Compared to failure, dying on the battlefield had its attractions.
“Fifteen sec-” he started to say, and then the guns behind him, the guns that had stayed hidden under canvas and branches, the guns that had remained silent for so long while their brethren pounded the Confederates to the west, opened up with everything they had against the thinned Rebel line just east of Lakewood, Tennessee. On the far side of the Cumberland, earth leapt and danced and quivered in agony.
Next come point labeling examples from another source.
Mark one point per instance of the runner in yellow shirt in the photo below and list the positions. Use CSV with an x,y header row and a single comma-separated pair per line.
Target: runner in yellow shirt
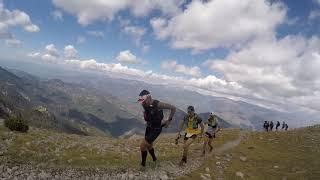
x,y
192,121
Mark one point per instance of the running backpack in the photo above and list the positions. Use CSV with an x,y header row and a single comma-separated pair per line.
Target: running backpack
x,y
153,115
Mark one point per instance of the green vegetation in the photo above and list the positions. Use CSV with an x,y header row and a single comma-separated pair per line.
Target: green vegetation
x,y
16,124
276,155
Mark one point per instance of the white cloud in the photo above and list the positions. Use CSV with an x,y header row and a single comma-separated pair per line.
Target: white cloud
x,y
314,14
88,12
51,53
284,70
51,49
98,34
220,23
180,68
208,83
81,40
13,43
135,32
127,57
70,52
14,18
49,58
34,55
31,28
57,15
145,48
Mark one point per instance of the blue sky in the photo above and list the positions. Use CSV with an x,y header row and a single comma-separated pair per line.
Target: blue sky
x,y
250,49
67,30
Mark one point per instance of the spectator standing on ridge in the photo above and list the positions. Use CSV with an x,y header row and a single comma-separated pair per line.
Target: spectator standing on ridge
x,y
265,125
283,125
271,125
153,115
287,127
277,125
192,121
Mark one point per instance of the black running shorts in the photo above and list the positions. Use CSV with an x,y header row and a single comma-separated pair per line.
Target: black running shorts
x,y
151,134
209,135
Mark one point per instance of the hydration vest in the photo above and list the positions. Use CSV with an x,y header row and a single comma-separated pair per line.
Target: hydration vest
x,y
153,115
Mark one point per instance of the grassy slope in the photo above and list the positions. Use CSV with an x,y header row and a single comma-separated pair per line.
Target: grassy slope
x,y
48,148
278,155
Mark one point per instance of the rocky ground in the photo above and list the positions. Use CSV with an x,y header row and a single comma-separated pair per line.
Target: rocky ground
x,y
40,154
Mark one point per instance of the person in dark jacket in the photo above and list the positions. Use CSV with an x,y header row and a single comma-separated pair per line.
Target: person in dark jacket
x,y
271,125
153,115
277,125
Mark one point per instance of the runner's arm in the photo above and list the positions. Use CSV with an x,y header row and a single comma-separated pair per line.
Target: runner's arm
x,y
172,109
202,127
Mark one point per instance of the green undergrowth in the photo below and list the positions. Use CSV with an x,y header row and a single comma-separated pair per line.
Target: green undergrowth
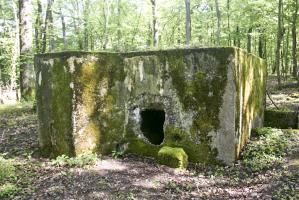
x,y
7,178
268,148
173,157
78,161
20,107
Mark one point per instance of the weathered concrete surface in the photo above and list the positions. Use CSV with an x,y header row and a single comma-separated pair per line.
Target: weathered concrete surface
x,y
92,102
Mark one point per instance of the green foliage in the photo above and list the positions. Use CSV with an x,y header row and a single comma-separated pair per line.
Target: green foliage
x,y
7,169
268,149
79,161
119,152
173,157
8,190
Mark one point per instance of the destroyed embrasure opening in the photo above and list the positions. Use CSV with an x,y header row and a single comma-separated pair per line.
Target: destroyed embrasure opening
x,y
152,122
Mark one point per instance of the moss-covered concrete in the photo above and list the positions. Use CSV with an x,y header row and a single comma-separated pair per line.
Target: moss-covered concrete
x,y
92,102
173,157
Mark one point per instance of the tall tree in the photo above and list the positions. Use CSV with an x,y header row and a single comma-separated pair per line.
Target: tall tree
x,y
63,28
154,23
26,66
280,33
38,25
294,41
48,28
218,14
188,22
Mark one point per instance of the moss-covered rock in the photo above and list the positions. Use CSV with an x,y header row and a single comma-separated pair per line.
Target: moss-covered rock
x,y
90,102
173,157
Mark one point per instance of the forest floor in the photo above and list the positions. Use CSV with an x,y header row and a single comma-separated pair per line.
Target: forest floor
x,y
257,175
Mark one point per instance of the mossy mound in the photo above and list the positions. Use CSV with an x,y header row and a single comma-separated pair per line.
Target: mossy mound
x,y
281,119
173,157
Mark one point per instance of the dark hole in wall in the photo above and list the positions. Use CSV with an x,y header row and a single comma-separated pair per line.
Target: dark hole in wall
x,y
152,122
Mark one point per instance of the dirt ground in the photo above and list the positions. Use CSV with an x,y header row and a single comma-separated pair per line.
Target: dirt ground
x,y
132,177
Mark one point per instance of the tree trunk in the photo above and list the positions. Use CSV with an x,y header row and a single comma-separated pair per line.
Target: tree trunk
x,y
118,24
278,42
47,27
294,42
237,41
228,22
218,22
154,24
188,22
85,19
249,40
106,23
26,66
38,29
286,54
16,54
63,30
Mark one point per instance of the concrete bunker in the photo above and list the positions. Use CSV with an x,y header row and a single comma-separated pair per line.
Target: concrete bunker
x,y
152,122
205,101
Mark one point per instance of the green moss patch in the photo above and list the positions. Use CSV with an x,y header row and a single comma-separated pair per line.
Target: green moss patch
x,y
281,119
173,157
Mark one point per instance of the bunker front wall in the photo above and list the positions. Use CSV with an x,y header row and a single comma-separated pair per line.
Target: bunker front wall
x,y
92,102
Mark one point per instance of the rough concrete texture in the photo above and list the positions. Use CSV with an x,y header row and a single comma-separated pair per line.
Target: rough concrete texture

A flight of bombers added their explosives to the attack, as they were doing farther west. Under the cover of the bombardment, Army engineers rushed to the bank of the Cumberland and began building half a dozen pontoon bridges across the river. Everything depended on the sappers. If they could get those bridges built fast enough, the rest of Morrell’s plan would unfold as he’d designed it. If they failed, he failed with them.
He wanted to stay and watch them work. He knew what was riding on their shoulders. Already a few of them had fallen, from machine-gun fire and from shells falling too near. The rest kept on. That was their job.
Colonel Sherrard reminded him of his job: “Into the barrel, Irv. As soon as those bridges get across, we go.” Sherrard shouted at the top of his lungs, right into Morrell’s ear. Morrell barely heard him. He thought about pretending he didn’t hear him so he could keep on watching the sappers, but knew Sherrard was right. He trotted off toward his barrel.
Like all the others waiting to cross the Cumberland, it had come here by night, to keep prying Rebel observation aeroplanes from spotting it. Like the artillery concentrated by similarly stealthy means, it had hidden under canvas since arriving. Now the canvas was off. The columns of barrels were ready to go forward if they could. And Irving Morrell’s would go first.